In fact, Raydon developed two mechanisms for generating hmt files:
sidecar as part of the Webif and
AVHDR-T2 as an offline utility. They disagree with each other both with regard to the offset 017F/0180 problem, and in the use of encoding standards. (examples attached). I apologise for not being able to persuade him to look into this subject. But it didn't seem to affect anybody else at the time. It's only the sort problem that has caused me to look at it again.
Why does crop have any input to this?
And the nicesplice stuff is also wrong, using the wrong offsets (0x17F/0x180).
I thought at first that
crop that was causing the the 017F/0180 problem, but it also happens with
rename without
crop. And history shows that
nicesplice is also involved somewhere. Perhaps someone who understands the structure of the custom software better than I do will know if there's a common source to the problem.
Tests with
hmt +settitle=x
Code:
hmt "+settitle=$(printf 'title string with funny characters')" "$ts_name"

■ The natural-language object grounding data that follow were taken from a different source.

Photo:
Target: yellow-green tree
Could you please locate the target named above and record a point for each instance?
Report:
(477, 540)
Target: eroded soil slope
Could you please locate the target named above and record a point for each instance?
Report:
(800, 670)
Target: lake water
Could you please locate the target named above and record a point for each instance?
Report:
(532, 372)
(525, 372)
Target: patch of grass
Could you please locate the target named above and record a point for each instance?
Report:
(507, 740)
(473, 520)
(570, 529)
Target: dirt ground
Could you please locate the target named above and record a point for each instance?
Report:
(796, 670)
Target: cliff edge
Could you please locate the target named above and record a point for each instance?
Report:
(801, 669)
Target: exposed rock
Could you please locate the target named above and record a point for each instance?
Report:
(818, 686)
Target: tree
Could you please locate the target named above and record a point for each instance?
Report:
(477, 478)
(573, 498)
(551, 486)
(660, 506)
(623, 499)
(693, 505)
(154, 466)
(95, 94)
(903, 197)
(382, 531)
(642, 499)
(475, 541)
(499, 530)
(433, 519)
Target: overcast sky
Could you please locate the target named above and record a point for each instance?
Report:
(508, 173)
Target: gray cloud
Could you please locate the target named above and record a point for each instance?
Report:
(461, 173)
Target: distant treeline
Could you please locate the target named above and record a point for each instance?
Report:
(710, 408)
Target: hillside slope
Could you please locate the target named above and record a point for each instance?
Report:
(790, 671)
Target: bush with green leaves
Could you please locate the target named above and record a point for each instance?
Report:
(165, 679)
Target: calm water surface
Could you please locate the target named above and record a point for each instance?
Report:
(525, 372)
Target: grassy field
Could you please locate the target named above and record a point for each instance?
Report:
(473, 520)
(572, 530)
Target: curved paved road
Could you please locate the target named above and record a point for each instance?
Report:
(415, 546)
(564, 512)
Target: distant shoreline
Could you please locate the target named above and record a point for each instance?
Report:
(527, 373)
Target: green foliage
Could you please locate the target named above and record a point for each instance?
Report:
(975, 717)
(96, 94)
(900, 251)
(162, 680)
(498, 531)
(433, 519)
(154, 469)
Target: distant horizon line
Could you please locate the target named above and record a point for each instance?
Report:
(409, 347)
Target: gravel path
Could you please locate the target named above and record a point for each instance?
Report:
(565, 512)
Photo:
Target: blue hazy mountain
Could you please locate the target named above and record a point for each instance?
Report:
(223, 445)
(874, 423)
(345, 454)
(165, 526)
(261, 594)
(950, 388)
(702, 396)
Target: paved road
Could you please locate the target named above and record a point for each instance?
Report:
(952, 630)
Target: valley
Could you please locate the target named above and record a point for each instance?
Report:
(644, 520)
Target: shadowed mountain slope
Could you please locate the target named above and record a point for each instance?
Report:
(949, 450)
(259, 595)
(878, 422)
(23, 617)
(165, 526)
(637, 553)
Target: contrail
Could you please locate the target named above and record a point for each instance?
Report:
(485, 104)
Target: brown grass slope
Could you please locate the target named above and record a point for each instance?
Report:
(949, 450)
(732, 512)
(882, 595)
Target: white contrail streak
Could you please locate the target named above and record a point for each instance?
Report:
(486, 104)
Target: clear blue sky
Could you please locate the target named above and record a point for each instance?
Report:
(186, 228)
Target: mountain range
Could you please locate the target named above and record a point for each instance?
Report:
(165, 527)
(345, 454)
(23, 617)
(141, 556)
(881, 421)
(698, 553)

Let's look at Title (0x29A) and ITitle (0x516).
- x is ISO6937 containing "é" == 0xc265, no tag: Title displays e for é, ITitle correct.
- x is ISO6937 containing "é" == 0xc265, tag 0x106937: Title gets "i7" prefix and e for é, ITitle correct.

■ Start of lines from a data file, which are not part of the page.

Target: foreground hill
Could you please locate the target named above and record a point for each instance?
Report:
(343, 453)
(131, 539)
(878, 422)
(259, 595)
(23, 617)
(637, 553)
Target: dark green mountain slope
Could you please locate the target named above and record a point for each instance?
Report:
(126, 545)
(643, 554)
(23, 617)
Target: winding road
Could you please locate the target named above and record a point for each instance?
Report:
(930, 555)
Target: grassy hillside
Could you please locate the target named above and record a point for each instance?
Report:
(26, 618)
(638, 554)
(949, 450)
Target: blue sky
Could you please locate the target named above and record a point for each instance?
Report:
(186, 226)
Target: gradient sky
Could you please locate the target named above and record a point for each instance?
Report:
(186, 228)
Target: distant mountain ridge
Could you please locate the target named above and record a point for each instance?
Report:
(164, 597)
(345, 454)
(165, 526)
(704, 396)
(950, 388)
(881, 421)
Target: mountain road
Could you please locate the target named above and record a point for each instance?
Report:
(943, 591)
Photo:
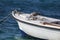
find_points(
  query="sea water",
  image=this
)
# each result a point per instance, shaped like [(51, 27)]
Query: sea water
[(9, 29)]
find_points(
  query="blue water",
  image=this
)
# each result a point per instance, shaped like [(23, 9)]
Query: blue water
[(9, 29)]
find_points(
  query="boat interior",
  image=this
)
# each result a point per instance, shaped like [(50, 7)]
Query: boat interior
[(36, 16)]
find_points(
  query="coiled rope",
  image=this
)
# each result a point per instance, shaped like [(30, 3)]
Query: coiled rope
[(5, 18)]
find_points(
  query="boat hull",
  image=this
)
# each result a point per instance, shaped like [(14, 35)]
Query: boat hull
[(39, 32)]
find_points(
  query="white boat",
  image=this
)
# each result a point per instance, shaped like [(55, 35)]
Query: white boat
[(37, 25)]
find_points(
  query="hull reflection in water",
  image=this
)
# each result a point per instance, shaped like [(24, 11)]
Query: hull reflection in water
[(38, 26)]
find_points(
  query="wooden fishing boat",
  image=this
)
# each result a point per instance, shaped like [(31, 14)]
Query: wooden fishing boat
[(38, 26)]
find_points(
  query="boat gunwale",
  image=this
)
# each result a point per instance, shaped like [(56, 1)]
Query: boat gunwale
[(51, 28)]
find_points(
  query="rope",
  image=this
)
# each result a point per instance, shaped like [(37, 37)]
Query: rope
[(2, 20)]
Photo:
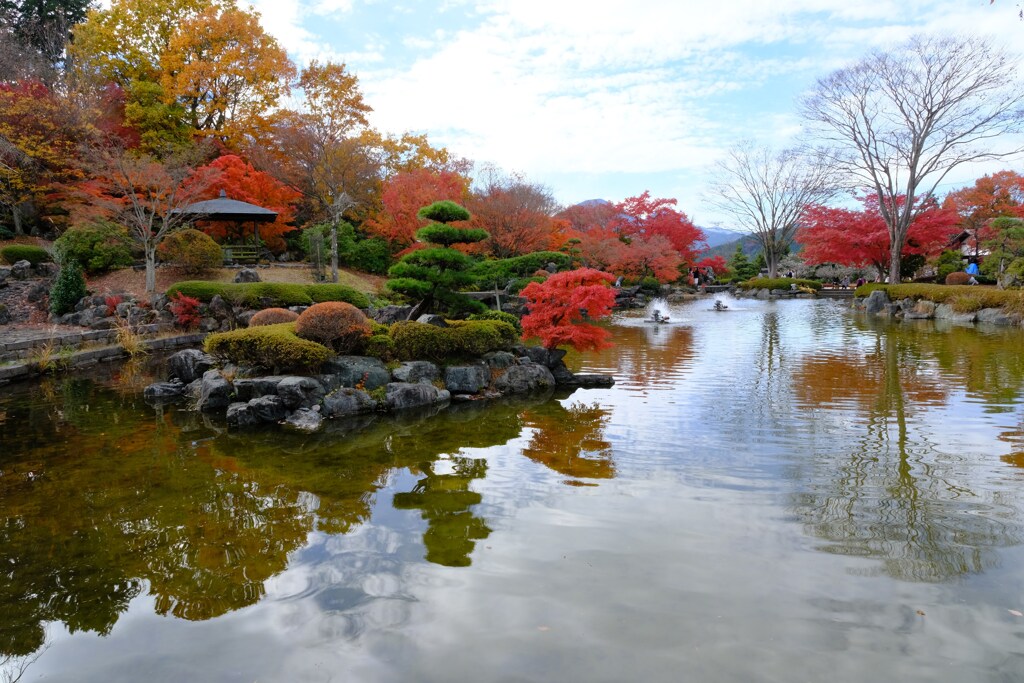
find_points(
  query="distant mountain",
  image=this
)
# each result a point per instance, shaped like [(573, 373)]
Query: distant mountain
[(721, 236)]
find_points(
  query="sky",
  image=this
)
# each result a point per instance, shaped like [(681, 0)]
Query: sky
[(604, 99)]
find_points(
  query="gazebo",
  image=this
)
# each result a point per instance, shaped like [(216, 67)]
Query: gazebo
[(233, 211)]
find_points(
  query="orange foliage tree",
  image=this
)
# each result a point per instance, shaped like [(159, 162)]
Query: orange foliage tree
[(243, 182), (404, 194), (559, 305)]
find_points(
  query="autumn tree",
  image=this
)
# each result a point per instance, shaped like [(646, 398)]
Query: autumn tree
[(560, 305), (861, 239), (643, 216), (226, 73), (403, 195), (767, 191), (516, 213), (143, 195), (898, 122), (39, 137), (240, 180), (434, 274), (40, 29)]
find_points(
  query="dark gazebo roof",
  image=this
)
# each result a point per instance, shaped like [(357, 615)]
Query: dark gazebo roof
[(233, 210)]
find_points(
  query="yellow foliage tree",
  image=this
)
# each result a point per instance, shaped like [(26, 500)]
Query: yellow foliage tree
[(226, 73)]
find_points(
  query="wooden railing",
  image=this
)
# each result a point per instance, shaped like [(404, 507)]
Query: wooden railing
[(239, 253)]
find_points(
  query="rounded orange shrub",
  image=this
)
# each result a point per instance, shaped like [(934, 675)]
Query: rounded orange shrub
[(272, 316), (958, 278), (336, 324)]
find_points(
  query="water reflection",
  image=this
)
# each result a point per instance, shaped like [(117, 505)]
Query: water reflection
[(570, 440), (893, 493)]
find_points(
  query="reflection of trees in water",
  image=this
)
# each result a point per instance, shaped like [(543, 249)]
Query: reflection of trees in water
[(895, 497), (638, 363), (444, 501), (101, 499), (570, 440)]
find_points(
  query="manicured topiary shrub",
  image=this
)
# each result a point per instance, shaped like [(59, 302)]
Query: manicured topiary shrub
[(265, 295), (779, 284), (957, 278), (194, 252), (98, 247), (332, 292), (419, 341), (272, 316), (479, 337), (334, 324), (35, 255), (273, 347), (68, 290), (499, 315)]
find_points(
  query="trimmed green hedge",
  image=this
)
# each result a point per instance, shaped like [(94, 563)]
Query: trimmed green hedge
[(267, 295), (964, 298), (35, 255), (417, 341), (274, 347), (778, 284)]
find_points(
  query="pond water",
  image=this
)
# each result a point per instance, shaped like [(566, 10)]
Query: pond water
[(777, 493)]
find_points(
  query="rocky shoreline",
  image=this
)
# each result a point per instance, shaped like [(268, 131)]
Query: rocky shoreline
[(355, 385)]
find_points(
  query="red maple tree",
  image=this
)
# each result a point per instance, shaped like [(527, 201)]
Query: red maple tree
[(403, 195), (559, 306), (241, 181), (860, 238)]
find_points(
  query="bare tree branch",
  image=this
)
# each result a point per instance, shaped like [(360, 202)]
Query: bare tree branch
[(899, 122)]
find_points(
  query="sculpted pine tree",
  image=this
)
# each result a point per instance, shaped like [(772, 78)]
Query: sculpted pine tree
[(433, 275)]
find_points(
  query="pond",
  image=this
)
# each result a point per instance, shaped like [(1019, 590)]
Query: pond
[(781, 492)]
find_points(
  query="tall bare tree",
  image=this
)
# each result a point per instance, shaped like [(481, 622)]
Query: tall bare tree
[(898, 122), (766, 191)]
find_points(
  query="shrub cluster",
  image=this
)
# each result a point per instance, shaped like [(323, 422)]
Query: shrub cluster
[(335, 324), (35, 255), (957, 278), (971, 297), (272, 316), (265, 295), (487, 274), (778, 284), (68, 290), (194, 252), (97, 247), (420, 341), (274, 347)]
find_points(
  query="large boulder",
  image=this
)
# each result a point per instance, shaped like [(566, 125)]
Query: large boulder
[(945, 312), (416, 371), (215, 391), (188, 365), (241, 415), (524, 379), (402, 395), (347, 400), (389, 314), (304, 420), (466, 379), (164, 390), (20, 269), (268, 409), (300, 391), (351, 371), (254, 387), (994, 316), (921, 310), (248, 275), (877, 302)]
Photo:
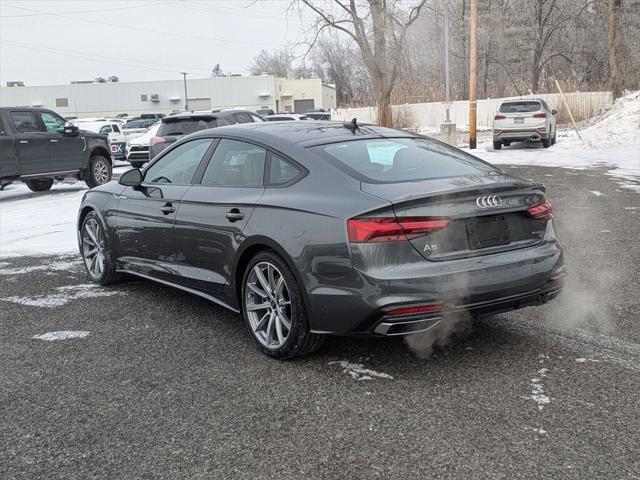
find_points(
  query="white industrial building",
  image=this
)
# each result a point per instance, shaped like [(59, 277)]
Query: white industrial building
[(167, 96)]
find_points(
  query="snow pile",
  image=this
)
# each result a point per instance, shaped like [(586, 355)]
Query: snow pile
[(620, 124)]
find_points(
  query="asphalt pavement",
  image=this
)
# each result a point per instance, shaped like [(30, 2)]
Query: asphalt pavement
[(163, 384)]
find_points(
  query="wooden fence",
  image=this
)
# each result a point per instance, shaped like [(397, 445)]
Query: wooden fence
[(584, 105)]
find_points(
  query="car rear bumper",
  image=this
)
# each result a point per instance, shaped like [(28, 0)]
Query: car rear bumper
[(521, 134), (479, 285)]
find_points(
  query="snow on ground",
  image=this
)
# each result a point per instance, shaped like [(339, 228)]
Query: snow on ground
[(610, 140), (62, 335), (63, 295), (40, 225)]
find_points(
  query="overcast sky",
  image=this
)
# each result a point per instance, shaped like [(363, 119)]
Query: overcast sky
[(47, 42)]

- x is UTF-8 containing "é" == 0xc3a9, no tag: Title displays OK, ITitle corrupted.
- x is UTF-8 containing "é" == 0xc3a9, tag \x15: Title displays OK, ITitle displays OK.
- x is ISO8859-1,15 containing "é" == 0xe9, no tag: Title loses é, ITitle has Ø for é.
- x is ISO8859-15 containing "é" == 0xe9, tag \x0b: Title loses é, ITitle correct.
- x is ISO8859-1 containing "é" == 0xe9, tag 0x100001: Title loses é, ITitle missing.
- x is UCS-2 containing "é" == 0x00e9, tag \x0b: Title loses é, ITitle corrupted.
The HD Fox-T2 CFW3.13 settop program sets the Title with no tag and and the ITitle and Synopsis with tag 0x106937.
In the Glums test archive, the Title and Synopsis are untagged and the Ititle has tag 0x15. These may have been processed by WebIf in some way. Also, WTF is going on in the pathname field (0x80) where the é is encoded as 0xcc82e28098?
So apparently the only ways to have "funny characters" in the Title and ITitle using the same encoding for both are:
- UTF-8 with no tag in Title, with 0x15 tag in ITitle
- UTF-8 with 0x15 tag in Title and ITitle.
Neither is what the system creates by default.
To make sorting work properly, perhaps we should omit the tag in Title when updating a .hmt.
In passing, the box OS theoretically understands only ASCII, but it can't tell that from UTF-8. The
telnet executable knows how to display UTF-8. Things like
vi's cursor can get confused by multibyte character encodings.
I hope that the attached gives you a clear view of what the system does by default - specifically which fields are prefix-less, which have a utf8 prefix, and which have an ISO 6937 prefix. It also shows the ways in which some of our custom packages differ from this convention. Sorry, but I can't answer your question about the pathname!
This is all quite dispiriting.
Indeed so. But it's also actually quite an encouraging sign. I hope that the attached spreadsheet gives at least some tentative reassurance that a) we know what encoding the base system uses in all the relevant text fields; b) apart from the sort problem with the title field (offset 029A), we know that both the underlying and the custom software is quite tolerant of errors. That gives me some confidence that these various problems might be remedied without undue difficulty, and without undue compatibility issues.
But that depends on whether we think it's a worthwhile goal.